Análisis de sintaxis basadas en sangría en Haskell's Parsec

Estoy tratando de analizar un lenguaje basado en sangrías (piense en Python, Haskell sí mismo, Boo, YAML) en Haskell usando Parsec. He visto la biblioteca de IndentParser, y parece que es la combinación perfecta, pero lo que no puedo entender es cómo hacer que mi TokenParser se convierta en un analizador de sangrías. Aquí está el código que tengo hasta ahora:Análisis de sintaxis basadas en sangría en Haskell's Parsec

import qualified Text.ParserCombinators.Parsec.Token as T 
import qualified Text.ParserCombinators.Parsec.IndentParser.Token as IT 

lexer = T.makeTokenParser mylangDef 
ident = IT.identifier lexer

Esto arroja el error:

parser2.hs:29:28: 
    Couldn't match expected type `IT.TokenParser st' 
      against inferred type `T.GenTokenParser s u m' 
    In the first argument of `IT.identifier', namely `lexer' 
    In the expression: IT.identifier lexer 
    In the definition of `ident': ident = IT.identifier lexer

¿Qué estoy haciendo mal? ¿Cómo debería crear un IT.TokenParser? ¿O está roto IndentParser y debe evitarse?

Fuente

2010-06-11 pavpanchekha

Parece que estás usando Parsec 3 aquí, mientras IndentParser espera Parsec 2. Su ejemplo compila para mí con -package parsec-2.1.0.1.
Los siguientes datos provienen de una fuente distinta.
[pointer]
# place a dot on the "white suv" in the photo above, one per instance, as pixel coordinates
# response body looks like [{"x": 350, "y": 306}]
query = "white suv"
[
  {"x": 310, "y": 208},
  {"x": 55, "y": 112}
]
Por lo tanto, IndentParser no se rompe necesariamente, pero los autores deberían haber sido más específicos acerca de las versiones en la lista de dependencias. Es posible tener ambas versiones de Parsec instaladas, por lo que no hay ninguna razón por la que no deba usar IndentParser a menos que esté comprometido a usar Parsec 3 por otros motivos.

ACTUALIZACIÓN: En realidad no hay cambios en el origen son necesarios para obtener IdentParser trabajar con Parsec 3. El problema de que los dos estaban teniendo parece ser causado por el hecho de que tiene una cabal-install"soft preference" de Parsec 2 . usted simplemente puede volver a instalar IndentParser con una limitación explícita de la versión Parsec:

cabal install IndentParser --reinstall --constraint="parsec >= 3"

alternativa, se puede descargar el source y build and install in the normal way.

Fuente

2010-06-11 16:21:26

¡Usted, señor, es increíble! ¡Gracias! ¿Cómo sabías que estaba usando Parsec 3? ¿Una adivinanza? Porque creo que mi ejemplo podría ser ... – pavpanchekha

Me temo que mi trabajo de detective aquí no fue muy emocionante: compilé tu código con Parsec 3, obtuve un error similar al tuyo y luego probé Parsec 2, que trabajó. Por cierto, parece que no sería muy difícil hacer que IndentParser funcione con Parsec 3; puede considerar darle una oportunidad si encuentra que IndentParser es útil. –

Podría, pero ahora mismo solo estoy aprendiendo a Haskell; Me temo que me perdería en una base de código extranjera como esa. – pavpanchekha

Aquí hay un conjunto de combinadores de analizadores que preparo para Parsec 3 que pueden usarse para el diseño de estilo Haskell, que podrían serle útiles. Las consideraciones clave son que laidout se inicia y ejecuta una regla de disposición, y que debe utilizar los combinadores space y spaced proporcionados en lugar de los combinadores Parsec de reserva para el mismo propósito. Debido a la interacción del diseño y los comentarios, tuve que combinar el análisis de comentarios en el tokenizer.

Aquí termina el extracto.